Emma Chapter 1
Emma Woodhouse is a beautiful, bright, well-off young woman. She is the youngest daughter of Mr. Woodhouse. Her older sister married years ago, and their mother died even longer ago--two events which left Emma as mistress of the house. The only real check on her rule was Miss Taylor, her kind and affectionate governess. For sixteen years Miss Taylor lived with the Woodhouse family, and she became a particular friend to Emma, in spirit more a sister. Under such kind care, Emma lived,
"doing just what she liked; highly esteeming Miss Taylor's judgments, but directed chiefly by her own. The real evils, indeed, of Emma's situation were the power of having rather too much her own way, and a disposition to think a little too well of herself...." Chapter 1, pg. 3
She was still a generally charming and kindhearted young woman, and her only recent sorrow was the loss of Miss Taylor. She had married the nice Mr. Weston, and she no longer lived with the Woodhouse family. Though it was a good match, and Emma had wanted this good fortune for her governess, she could not help but feel sadness. Emma had been Miss Taylor's single charge since her sister Isabella married seven years ago, and it was hard for Emma to imagine spending her days without her. Though her new home was only a half mile from Hartfield, as Mrs. Weston she would not have the same time for Emma. And though Emma loved her father, he was not a playmate or a good conversationalist like Miss Taylor.

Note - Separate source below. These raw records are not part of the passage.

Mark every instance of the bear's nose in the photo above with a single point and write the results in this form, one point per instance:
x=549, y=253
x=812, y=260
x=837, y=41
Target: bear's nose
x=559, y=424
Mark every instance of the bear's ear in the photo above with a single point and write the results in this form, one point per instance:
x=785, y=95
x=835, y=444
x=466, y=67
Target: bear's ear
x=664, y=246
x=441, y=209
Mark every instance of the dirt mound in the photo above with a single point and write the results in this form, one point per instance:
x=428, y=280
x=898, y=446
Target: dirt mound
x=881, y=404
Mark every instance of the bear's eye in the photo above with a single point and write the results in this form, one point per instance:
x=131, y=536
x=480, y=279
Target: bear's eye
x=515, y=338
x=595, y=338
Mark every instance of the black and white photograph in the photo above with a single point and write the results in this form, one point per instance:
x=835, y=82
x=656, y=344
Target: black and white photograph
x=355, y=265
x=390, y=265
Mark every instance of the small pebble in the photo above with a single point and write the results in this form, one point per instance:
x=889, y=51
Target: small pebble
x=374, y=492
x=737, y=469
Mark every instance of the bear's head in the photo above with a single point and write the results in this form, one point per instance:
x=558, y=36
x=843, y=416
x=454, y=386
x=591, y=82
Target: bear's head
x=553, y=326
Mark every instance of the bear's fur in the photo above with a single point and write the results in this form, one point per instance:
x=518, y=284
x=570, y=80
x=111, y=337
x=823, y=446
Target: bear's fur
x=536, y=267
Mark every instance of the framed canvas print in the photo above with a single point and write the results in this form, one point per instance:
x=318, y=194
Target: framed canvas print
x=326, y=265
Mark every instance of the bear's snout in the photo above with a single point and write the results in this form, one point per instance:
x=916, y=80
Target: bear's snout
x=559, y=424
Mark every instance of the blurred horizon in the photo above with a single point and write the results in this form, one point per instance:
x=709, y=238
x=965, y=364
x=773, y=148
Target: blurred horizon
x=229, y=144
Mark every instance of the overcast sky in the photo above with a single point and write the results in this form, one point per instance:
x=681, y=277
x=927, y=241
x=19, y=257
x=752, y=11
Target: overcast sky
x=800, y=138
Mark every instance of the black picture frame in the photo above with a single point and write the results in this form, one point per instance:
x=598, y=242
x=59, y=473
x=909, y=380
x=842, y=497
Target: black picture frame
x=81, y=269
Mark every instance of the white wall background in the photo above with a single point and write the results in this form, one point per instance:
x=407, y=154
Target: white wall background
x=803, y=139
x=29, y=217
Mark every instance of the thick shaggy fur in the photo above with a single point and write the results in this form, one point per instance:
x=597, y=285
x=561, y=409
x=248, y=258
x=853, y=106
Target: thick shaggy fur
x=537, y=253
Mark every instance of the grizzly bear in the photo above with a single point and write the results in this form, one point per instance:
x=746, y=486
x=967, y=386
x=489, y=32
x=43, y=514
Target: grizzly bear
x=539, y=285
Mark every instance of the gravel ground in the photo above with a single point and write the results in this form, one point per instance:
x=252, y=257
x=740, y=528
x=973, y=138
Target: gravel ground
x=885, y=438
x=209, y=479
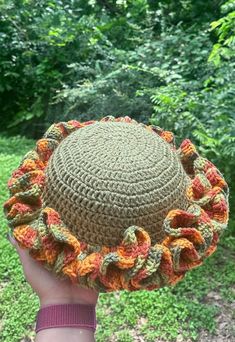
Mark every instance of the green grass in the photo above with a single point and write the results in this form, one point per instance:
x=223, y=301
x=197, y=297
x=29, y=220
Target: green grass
x=164, y=314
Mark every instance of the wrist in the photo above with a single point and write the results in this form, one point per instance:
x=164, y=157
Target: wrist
x=77, y=315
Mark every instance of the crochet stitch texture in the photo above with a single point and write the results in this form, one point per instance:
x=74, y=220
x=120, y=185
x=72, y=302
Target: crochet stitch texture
x=113, y=205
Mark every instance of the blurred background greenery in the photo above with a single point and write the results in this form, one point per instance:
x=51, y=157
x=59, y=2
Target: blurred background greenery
x=168, y=63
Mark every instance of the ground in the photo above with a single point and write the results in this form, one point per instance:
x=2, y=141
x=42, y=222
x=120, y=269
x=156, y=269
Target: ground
x=199, y=308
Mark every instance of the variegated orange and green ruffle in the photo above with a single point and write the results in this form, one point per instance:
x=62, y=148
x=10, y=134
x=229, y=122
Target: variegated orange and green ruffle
x=191, y=236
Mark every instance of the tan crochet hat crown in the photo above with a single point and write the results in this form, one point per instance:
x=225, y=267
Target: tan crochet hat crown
x=112, y=204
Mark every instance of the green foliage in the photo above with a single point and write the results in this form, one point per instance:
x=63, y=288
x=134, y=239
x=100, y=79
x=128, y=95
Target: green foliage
x=224, y=49
x=168, y=63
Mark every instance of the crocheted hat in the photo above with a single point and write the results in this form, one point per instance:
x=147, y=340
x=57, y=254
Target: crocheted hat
x=112, y=204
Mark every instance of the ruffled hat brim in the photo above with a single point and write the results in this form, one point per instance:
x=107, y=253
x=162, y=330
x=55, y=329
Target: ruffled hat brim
x=135, y=264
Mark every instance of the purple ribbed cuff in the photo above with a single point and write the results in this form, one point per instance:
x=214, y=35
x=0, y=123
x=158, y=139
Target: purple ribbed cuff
x=66, y=315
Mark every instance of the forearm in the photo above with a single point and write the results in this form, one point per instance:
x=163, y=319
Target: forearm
x=65, y=335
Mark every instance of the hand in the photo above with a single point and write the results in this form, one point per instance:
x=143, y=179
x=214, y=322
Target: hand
x=50, y=289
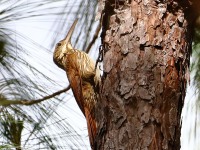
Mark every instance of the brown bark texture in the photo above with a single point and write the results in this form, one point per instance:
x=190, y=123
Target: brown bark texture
x=146, y=59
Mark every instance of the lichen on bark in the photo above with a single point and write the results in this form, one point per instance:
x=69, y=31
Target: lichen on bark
x=145, y=65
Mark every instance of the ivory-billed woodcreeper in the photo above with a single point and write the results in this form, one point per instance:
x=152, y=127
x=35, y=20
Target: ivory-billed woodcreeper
x=83, y=77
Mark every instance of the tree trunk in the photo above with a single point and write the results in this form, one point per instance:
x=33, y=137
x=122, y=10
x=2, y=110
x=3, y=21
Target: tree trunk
x=146, y=59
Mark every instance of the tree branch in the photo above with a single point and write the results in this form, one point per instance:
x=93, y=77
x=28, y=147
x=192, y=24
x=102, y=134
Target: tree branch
x=5, y=102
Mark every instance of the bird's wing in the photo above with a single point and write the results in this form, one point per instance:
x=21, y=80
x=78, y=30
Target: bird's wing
x=76, y=85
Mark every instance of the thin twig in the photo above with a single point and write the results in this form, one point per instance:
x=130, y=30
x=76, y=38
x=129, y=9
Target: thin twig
x=5, y=102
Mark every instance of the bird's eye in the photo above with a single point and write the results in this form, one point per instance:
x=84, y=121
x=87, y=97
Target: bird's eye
x=59, y=44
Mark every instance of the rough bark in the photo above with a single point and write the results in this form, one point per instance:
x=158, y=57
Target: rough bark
x=146, y=58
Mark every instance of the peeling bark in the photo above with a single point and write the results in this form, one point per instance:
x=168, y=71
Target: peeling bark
x=146, y=64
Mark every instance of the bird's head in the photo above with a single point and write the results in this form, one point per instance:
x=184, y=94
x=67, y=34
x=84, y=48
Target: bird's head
x=63, y=47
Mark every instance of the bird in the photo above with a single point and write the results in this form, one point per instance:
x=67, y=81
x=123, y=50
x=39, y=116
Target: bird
x=83, y=76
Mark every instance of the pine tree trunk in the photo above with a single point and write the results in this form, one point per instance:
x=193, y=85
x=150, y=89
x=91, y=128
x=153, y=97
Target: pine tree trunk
x=146, y=59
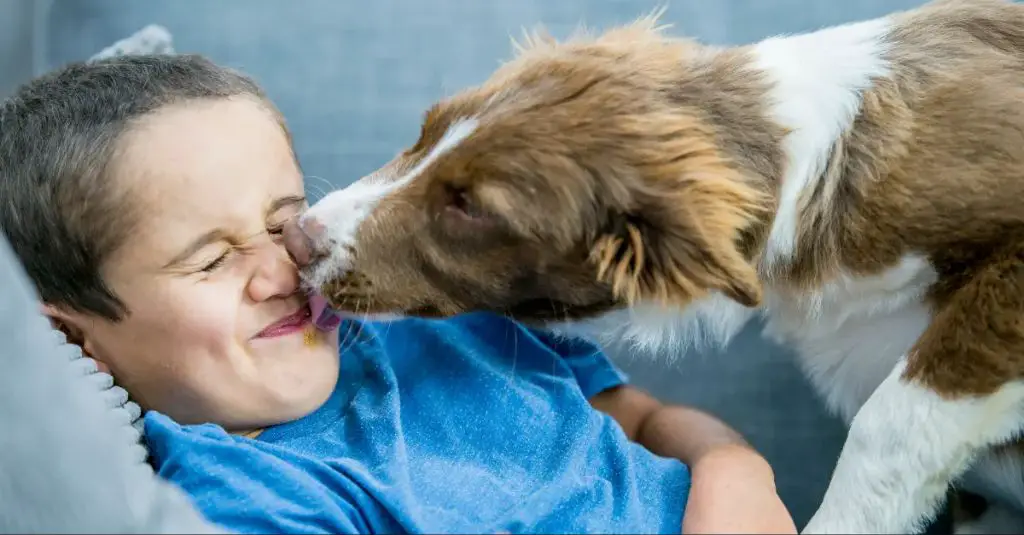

Hartfield lies within the village of Highbury, but unfortunately there is no one in Highbury who can replace Miss Taylor in Emma's life. The Woodhouses are the most respectable family in Highbury, but Emma and her father still lead a rather solitary life. Mr. Woodhouse is a hypochondriac, fearful of any amusement. Hating change, he takes Miss Taylor's departure very hard, and Emma, though sad herself, does her best to comfort him. He had not yet grown accustomed to Isabella's marriage, and the removal of Miss Taylor made him even more depressed and disapproving of matrimony:
"from his habits of gentle selfishness, and of being never able to suppose that other people could feel differently from himself, he was very much disposed to think Miss Taylor had done a sad thing for herself as for them, and would have been a great deal happier if she had spent all the rest of her life at Hartfield." Chapter 1, pp. 5-6
Though Miss Taylor's new home at Randalls was lovely, Mr. Woodhouse did not understand why she needed to move away. He worried about visiting Randalls, and was only cheered by the thought that James, his servant, would be able to see his daughter, Hannah, when they visited.
Emma tried to keep her father happy with a game of backgammon, but they were interrupted by Mr. George Knightley. Mr. Knightley, thirty-seven, is a reasonable man, a good friend of the family. Isabella is married to his brother John, and Mr. Knightley had just returned from Brunswick Square with news of the family. Mr. Woodhouse worries over the rain and Mr. Knightley's walk, then expresses his sorrow about Miss Taylor. Mr. Knightley is happy about the marriage, and he scolds the Woodhouses for their long faces. "Mr. Knightley, in fact, was one of the few people who could see faults in Emma Woodhouse, and the only one who ever told her of them...." Chapter 1, pg. 8 He is skeptical when Emma tells him that she made the match between Miss Taylor and Mr. Weston. No one thought Mr. Weston would marry again, but Emma knew he would. Mr. Knightley suggests this was just a lucky guess, but Emma is still pleased with herself. She is convinced she promoted the relationship, and she is deaf to Mr. Knightley's criticisms. She promises only one more match--she wants to find a bride for Mr. Elton, the village preacher. Both men suggest that she ask him to dinner instead, as Mr. Knightley is quite sure that Mr. Elton, who is in his mid-twenties, can find a wife himself.